As Congress makes it easier for taxpayers to collect refunds from the Internal Revenue Services (IRS), hundreds of thousands of crooks have been cashing in on loopholes in the US tax system by stealing people's identities, costing the debt-ridden federal government billions of dollars.
In a recent report by the Treasury Inspector General for Tax Administration (TIGTA), the IRS said that as much as $5.2 billion in fraudulent refunds claimed by 1.5 million additional return filings could have slid under the radar last year.
The IRS however identified about 1 million false returns and managed to ward off $6.5 billion in false returns filed in 2011. Over the next five years, the IRS could lose another $21 billion to tax refund frauds arising from stolen identities, TIGTA estimates.
Though the IRS has stepped up its efforts to uncover and prevent identity scams, it is weighed down by disquieting gaps in existing tax regulations.
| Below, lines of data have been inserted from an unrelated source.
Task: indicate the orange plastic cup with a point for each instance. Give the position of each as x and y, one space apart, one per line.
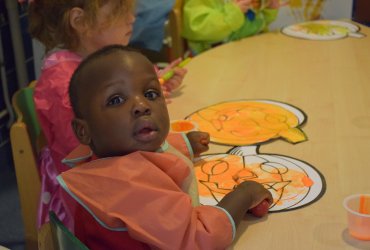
358 212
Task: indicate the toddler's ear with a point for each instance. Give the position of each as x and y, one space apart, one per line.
77 20
81 131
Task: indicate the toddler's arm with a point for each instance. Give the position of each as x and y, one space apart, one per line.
246 196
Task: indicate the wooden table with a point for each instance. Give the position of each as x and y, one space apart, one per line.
330 82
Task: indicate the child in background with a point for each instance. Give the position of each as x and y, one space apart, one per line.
148 32
71 30
208 23
140 192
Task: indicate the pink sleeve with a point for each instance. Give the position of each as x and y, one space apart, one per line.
181 143
148 202
53 108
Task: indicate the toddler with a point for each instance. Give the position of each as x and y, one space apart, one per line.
70 30
208 23
140 192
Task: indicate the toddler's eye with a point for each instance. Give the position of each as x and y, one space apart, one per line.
152 94
115 100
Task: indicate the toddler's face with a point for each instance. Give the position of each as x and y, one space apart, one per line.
125 110
118 32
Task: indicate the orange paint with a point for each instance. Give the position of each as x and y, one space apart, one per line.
182 126
218 175
307 181
242 123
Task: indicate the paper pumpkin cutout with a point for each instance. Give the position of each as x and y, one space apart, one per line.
292 183
182 126
249 122
322 30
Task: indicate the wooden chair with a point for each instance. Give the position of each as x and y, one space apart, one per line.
178 45
25 136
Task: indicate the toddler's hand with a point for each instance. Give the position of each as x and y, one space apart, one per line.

Under the current rules, third parties are not required to submit their incomes to the IRS until March 31. Moreover, they have leeway to withhold documents containing relevant information. Taxpayers, however, can start filing their returns from mid-January.
The gap of over two months impedes surveillance efforts by delaying access to third-party incomes and keeping IRS officials in the dark about important bits of third-party information at the time the tax returns are actually filed, TIGTA said in its report.
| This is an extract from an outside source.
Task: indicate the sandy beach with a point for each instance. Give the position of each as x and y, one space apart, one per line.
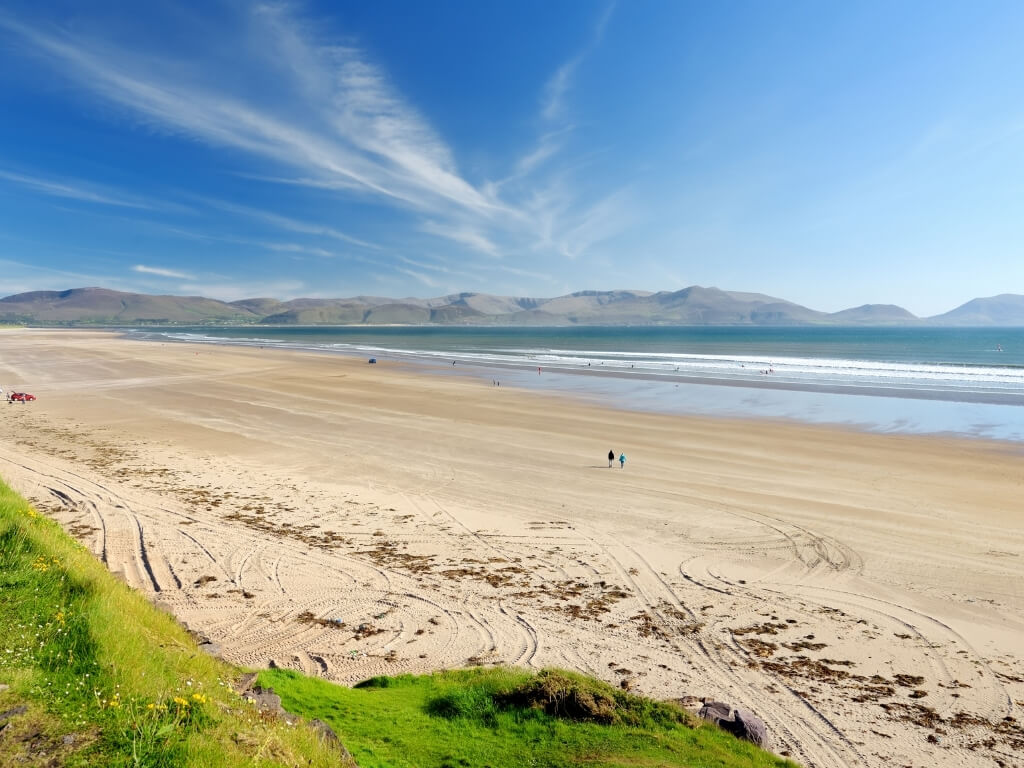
863 593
As the IRS struggles to keep up with the growing spate of identity frauds, scammers are turning to direct deposits and debit cards to claim refunds fraudulently and escape detection from the agency. Even so, the IRS continues to make room for multiple direct deposits to the same bank account -- a red flag for investigators hunting for impostors who could be filing for refunds for many people at once.
Depositing hundreds of refunds into the same bank account makes it exceedingly difficult for the IRS to recoup duplicitous tax refunds issued to debit cards. In one example, the IRS deposited 590 refunds into one account. These refunds add up to nearly $1 million.
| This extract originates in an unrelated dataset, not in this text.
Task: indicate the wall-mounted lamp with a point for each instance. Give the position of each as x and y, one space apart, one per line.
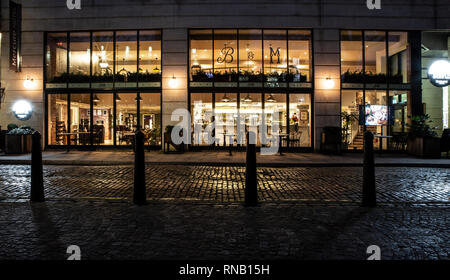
173 83
329 83
29 83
"We found multiple reasons for the IRS's inability to detect billions of dollars in fraud," J. Russell George, the Treasury Department's inspector general for tax administration, said in a statement. "At a time when every dollar counts, these results are extremely troubling."
The tax refund scam not only erodes public confidence in a system that is supposed to be safe and reliable, but also makes people increasingly insecure about what could happen to them, officials suggest. That bubbling anxiety comes from existing processes and systems, including easy access to social security numbers of deceased people and the simplicity of opening credit card accounts in the names of other people who might have forgotten to shred a letter that bears their address on it.
Another recent trend suggests that offenders have started robbing the identities of unsuspecting low-income people who are legally exempt from filing tax returns themselves, the TIGTA report indicated. The ease with which the theft can go undetected for a long period of time is appalling because there's no angry taxpayer to rant about an identity theft to tax officials.
The IRS recommends process-driven changes to the current system of information filing, including expediting the process of information filed by employers. However, the flummoxed officials face a triple whammy: legislative approval, protests from the business community and inordinate time to bring about those changes.
In some cases, Congress has turned a blind eye to IRS pleas for additional authority to help it fight the tax refund identity theft problem, the agency's commissioner Doug Shulman suggested, when he addressed his concerns at a House committee hearing on Thursday.
Meanwhile, new legislation may be coming to curb identity fraud in the tax regime. Last week, Sen. Bill Nelson (D-FL) reached out to Sen. Tom Coburn (R-Okla) with a proposed bill that will improve protections for Social Security numbers that fraudsters need to file their returns. The bill also seeks to expand outreach efforts for a current program that offers previous ID theft victims a personal identification number to discourage repeated offenses against the same person. Another bipartisan bill that won the House's seal of approval on Wednesday aims at imposing stricter criminal penalties on the wrongdoers.
The IRS is scampering to put in place new ID theft screening filters that will keep the refunds on hold until taxpayers' identities are verified.
The damning report comes at a time when Republicans are questioning the effectiveness of the IRS.